What was certain about Salan was that he was highly intelligent but susceptible to flattery; ambitious; and — in contrast to his much more straightforward subordinate, Massu — an extremely well-developed political animal. Yet, at the same time, as a soldier he was a man of simple tastes, eschewing the glitter of receptions and public functions, and preferring to be at his desk or out visiting units, where he was generally to be seen in rolled-up shirtsleeves instead of the more formal attire worn by other senior “brass”. There was also no doubt that, within a short time, Salan, by his energetic policy of pressing the attack home on the enemy, giving him no respite night or day, did put a new spirit into the army in Algeria.
But somehow people instinctively did not trust Salan.

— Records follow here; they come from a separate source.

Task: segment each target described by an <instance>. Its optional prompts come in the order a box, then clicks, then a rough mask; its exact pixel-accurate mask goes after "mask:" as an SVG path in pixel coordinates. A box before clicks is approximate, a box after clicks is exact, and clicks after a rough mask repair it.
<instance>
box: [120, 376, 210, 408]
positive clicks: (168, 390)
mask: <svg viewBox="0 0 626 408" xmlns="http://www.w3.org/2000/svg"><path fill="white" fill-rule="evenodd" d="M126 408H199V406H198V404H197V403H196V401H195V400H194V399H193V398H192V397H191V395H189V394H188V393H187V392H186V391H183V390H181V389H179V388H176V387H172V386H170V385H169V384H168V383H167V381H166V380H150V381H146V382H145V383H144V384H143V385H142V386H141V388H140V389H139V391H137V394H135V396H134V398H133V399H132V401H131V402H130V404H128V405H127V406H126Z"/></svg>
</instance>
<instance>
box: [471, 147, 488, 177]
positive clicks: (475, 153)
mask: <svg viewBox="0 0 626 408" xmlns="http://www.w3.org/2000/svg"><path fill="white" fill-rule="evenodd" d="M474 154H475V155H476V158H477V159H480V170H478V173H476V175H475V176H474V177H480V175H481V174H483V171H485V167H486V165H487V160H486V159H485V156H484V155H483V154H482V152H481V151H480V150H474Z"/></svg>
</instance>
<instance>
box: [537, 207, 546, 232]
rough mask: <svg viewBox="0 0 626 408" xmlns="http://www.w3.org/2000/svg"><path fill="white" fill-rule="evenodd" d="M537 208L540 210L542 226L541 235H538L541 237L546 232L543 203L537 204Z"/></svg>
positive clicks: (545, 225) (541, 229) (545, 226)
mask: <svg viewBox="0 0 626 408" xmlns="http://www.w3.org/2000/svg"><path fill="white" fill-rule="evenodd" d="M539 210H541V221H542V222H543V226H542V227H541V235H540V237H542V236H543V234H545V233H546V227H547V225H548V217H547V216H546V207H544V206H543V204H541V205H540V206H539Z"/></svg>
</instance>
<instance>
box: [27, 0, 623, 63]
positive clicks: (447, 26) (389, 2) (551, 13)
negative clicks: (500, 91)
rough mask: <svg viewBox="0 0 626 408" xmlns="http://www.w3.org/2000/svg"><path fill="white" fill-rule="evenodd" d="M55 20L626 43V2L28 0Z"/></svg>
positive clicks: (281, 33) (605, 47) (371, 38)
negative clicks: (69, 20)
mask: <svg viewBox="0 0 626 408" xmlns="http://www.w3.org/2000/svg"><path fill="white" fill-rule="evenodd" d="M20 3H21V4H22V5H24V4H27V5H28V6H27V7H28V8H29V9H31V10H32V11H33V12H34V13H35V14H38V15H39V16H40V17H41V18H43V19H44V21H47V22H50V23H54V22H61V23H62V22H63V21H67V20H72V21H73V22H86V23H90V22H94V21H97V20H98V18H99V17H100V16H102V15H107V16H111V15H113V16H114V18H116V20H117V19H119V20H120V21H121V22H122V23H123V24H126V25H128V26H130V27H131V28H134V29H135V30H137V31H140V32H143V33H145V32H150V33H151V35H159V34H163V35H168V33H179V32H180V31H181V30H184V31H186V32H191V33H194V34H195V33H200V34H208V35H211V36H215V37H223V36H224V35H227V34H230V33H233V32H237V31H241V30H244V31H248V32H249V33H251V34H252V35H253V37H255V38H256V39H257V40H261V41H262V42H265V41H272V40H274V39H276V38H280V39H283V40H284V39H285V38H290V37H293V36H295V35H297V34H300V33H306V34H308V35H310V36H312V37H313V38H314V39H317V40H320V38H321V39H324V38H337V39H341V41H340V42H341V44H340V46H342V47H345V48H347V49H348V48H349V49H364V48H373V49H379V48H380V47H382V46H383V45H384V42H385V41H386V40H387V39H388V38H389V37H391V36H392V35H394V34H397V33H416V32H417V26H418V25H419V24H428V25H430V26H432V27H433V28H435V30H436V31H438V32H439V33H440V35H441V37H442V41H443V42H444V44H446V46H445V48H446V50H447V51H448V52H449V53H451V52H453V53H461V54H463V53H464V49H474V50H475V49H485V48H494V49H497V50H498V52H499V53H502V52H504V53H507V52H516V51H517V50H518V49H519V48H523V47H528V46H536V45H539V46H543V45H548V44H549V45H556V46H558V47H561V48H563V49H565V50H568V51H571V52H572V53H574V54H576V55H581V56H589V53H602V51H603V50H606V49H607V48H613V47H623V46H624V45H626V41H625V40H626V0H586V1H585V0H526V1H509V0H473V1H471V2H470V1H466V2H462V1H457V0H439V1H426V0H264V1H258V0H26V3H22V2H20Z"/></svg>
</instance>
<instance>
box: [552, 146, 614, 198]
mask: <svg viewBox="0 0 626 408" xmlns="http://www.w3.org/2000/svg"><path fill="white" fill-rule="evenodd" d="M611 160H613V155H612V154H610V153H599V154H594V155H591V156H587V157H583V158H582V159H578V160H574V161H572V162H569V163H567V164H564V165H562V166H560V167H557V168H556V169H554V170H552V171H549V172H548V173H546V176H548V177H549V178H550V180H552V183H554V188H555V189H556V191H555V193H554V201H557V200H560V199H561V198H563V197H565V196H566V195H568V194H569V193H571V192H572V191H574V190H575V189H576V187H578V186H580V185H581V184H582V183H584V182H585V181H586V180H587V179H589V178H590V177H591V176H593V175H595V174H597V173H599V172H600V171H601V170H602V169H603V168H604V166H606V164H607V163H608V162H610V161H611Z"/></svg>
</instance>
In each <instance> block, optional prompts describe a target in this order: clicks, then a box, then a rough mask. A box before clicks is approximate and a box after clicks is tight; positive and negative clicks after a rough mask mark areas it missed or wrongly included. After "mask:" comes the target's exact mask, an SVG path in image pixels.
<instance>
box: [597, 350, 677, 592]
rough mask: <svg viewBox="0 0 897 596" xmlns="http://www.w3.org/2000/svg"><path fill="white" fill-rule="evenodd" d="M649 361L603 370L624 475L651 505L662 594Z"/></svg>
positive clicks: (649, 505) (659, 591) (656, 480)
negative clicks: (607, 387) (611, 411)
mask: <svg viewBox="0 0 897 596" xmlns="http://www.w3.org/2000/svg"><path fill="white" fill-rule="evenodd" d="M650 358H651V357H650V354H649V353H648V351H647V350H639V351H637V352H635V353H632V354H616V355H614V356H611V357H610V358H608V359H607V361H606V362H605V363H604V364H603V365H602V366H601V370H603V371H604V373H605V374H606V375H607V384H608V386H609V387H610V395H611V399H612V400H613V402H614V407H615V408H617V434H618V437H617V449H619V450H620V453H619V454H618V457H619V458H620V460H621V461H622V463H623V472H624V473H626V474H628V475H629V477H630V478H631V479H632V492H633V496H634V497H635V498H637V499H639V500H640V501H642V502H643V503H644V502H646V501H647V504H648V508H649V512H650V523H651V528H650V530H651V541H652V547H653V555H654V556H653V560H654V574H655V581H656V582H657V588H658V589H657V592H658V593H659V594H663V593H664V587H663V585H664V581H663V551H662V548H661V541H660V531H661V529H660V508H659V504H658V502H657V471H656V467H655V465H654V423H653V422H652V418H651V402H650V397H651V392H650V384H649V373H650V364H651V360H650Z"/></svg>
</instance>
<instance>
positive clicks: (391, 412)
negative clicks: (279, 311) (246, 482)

De Gaulle (who, when writing his memoirs, could not be regarded as quite unprejudiced) says of him: “there was something slippery and inscrutable in the character of this capable, clever and in some respects beguiling figure”. In December 1956 the
pieds noirs
were certainly not “beguiled” by the new Commander-in-Chief. To them he was the left-wing general who had sold out in Indo-China and was now coming to do the same in Algeria. They reacted to his appointment with the same irrational, ill-founded rage with which they had greeted first Soustelle, then Catroux. This time, however, some of them were prepared to go much further to demonstrate their mistrust.